What to CookEntertainingTips & Techniques

Choosing the Right Mixing Bowls

0 + Save

If you like it, save it!

Save and organize all of the stuff you love in one place.

Got it!

If you like something…

Click the heart, it's called favoriting. Favorite the stuff you like.

Got it!

Food52's Editorial Assistant (and college student) Brette Warshaw is curating her very own first kitchen -- and she needs your help. Today: choosing the right mixing bowls.

Ceramic Bowls


When you close your eyes and imagine a kitchen, what do you hear?

I hear the low hiss of a sizzling pan; I hear the juicy whoosh of a slicing knife. I hear pots and pans clanging, someone shouting. Maybe there’s a loud crack somewhere, or a shatter, or a bubbling of laughter.

Without a doubt, though, I hear the sounds of mixing bowls: the whisking, the stirring, the stacking of them. I hear the whack of a wooden spoon against one, the soft rustle of chopped vegetables tossed into one; I hear the essential kitchen tasks that are done with them, in them, on them, around them. 

Mixing bowls may not be sexy, or novel, or buzzworthy. But I can safely say this (and feel free to correct me): no kitchen can function without them.
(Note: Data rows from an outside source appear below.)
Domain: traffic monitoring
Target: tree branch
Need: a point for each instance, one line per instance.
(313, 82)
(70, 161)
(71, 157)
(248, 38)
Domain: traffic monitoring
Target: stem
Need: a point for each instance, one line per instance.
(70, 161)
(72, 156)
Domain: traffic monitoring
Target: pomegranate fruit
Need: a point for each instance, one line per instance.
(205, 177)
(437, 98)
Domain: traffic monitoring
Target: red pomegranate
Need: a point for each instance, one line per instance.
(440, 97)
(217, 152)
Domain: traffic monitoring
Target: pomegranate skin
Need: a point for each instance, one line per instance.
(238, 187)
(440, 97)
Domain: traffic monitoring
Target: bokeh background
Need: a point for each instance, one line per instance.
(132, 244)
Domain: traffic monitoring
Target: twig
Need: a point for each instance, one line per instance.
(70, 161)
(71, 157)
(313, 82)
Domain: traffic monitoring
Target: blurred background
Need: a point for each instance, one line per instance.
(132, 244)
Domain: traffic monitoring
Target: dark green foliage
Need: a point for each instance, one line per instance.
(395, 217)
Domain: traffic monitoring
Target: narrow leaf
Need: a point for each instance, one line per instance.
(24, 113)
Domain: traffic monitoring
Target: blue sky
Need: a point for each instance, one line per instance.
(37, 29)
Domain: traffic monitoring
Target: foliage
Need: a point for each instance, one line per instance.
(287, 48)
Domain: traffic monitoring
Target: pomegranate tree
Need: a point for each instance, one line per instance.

Now, for the real question: what kind?

Stainless Steel


When it comes to mixing bowls, there are five (five!) main materials to consider: stainless steel, glass, ceramic, plastic, and copper.

Deep breath.

Stainless steel is a workhorse – and cheap. For $34.95, I can get myself a set of six Chefs Essentials bowls that very well may last forever: ones I can clang and clash and whisk and whack to my heart’s content, and then stack them in a drawer at the end of the day. They are non-reactive, so they won’t make my food taste metallic-y – plus, I can hack a double boiler with them.

The one, small bummer: stainless steel just isn’t that pretty.

Glass bowls

Glass and ceramic mixing bowls, on the other hand, can be gorgeous – and they can double as serving bowls. Multi-purposesisity (yes, I just made up that word) is prized in a First Kitchen. Why have two sets of bowls in a drawer when I can only have one? Why not serve my salad, or my aioli, or my side dish in the very bowl I mixed it in?

Plastic Bowla

The answer: glass and ceramic are heavy. They chip. They can be pricey (a ceramic set of nesting bowls can set me back $60). And if I’m all about choosing tools to make me cook more – to get me into the kitchen, to make me experiment, to get dirty and worn and faded with time – I want bowls that won’t take bicep work to get at.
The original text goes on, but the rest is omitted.